Moreover, carbon export was maximum when leaf turgor was minimum. Since starch storage at the leaf level is not limiting, modulation of sink demand in other organs in response to temperature has been proposed to explain such a trend. The interaction between carbon and water status was explored by calculating the relative contributions of passive dehydration and active solute accumulation to the change in Π. Interestingly, the variation in diurnal pressure during the water stress period was mainly distributed over mono- or disaccharides (0.28 MPa; 40%) and other solutes (0.25 MPa; 35%) rather than over dehydration per se (0.1 MPa; 25%). Although carbon export was maximum when leaf turgor was minimum, this result highlights the major role of organic compounds in maintaining water homeostasis in leaves. The accumulation in sucrose has a profound effect on osmotic adjustment, maintaining water in the cells and thus extending their period of functioning, minimizing non-stomatal limitation (Salmon et al., 2020).

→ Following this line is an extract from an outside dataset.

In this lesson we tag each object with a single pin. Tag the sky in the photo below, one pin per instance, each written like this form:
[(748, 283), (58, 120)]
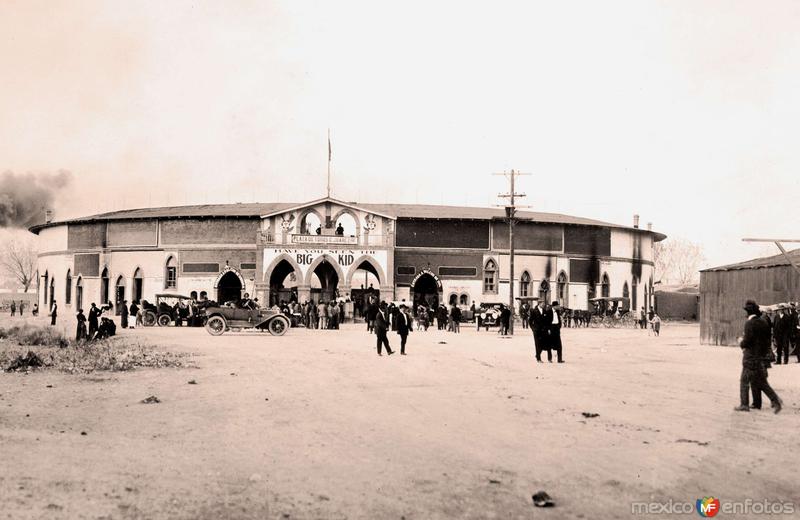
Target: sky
[(684, 112)]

Next, the authors asked whether the concentration of sucrose in the phloem was sufficient to drive bulk flow from source to sink under the passive loading hypothesis. Based on several assumptions and a transport model for passive loading in red oak leaves (Rockwell et al. 2018), the maximum pressure difference between the source and the sink could reach 0.2 MPa. Taking into account the gravimetric pressure induced by the height of the tree (20 m corresponding to 0.2 MPa), the maximum pressure difference could reach up to 0.4 MPa. As the pressure difference could remain positive, passive phloem loading cannot be excluded as a mechanism driving phloem transport from source to sink, despite a high diurnal water deficit and a low difference in pressure.
Finally, these results shed light on the dynamics of carbon and phloem during the day. A high accumulation of carbohydrates during the day contributed up to 0.6 MPa to leaf turgor for a total of 0.7 MPa. Time of day is a critical variable when sampling for carbon and hydraulic components such as Ψ at the turgor loss point determined on leaves sampled before dawn and compared to minimum Ψ at midday, which defines a ‘safety’ margin for leaf functioning. Based on the diurnal dynamics of carbohydrates, the safety margin for turgor loss at midday could be underestimated by as much as half in some cases.
References
Comtet, J., Turgeon, R., & Stroock, A. D. (2017). Phloem loading through plasmodesmata: a biophysical analysis. Plant physiology, 175(2), 904-915.
Munch, E. (1930). Stoffbewegungen in der Pflanze.
Rennie, E. A., & Turgeon, R. (2009). A comprehensive picture of phloem loading strategies. Proceedings of the National Academy of Sciences, 106(33), 14162-14167.
Rockwell, F.E., Gersony, J.T. and Holbrook, N.M., 2018. Where does Münch flow begin? Sucrose transport in the pre-phloem path. Current opinion in plant biology, 43, pp.101-107.
Salmon, Y., Lintunen, A., Dayet, A., Chan, T., Dewar, R., Vesala, T., & Hölttä, T. (2020). Leaf carbon and water status control stomatal and nonstomatal limitations of photosynthesis in trees. New Phytologist, 226(3), 690-703.
Steppe, K., Sterck, F., & Deslauriers, A. (2015). Diel growth dynamics in tree stems: linking anatomy and ecophysiology. Trends in plant science, 20(6), 335-343.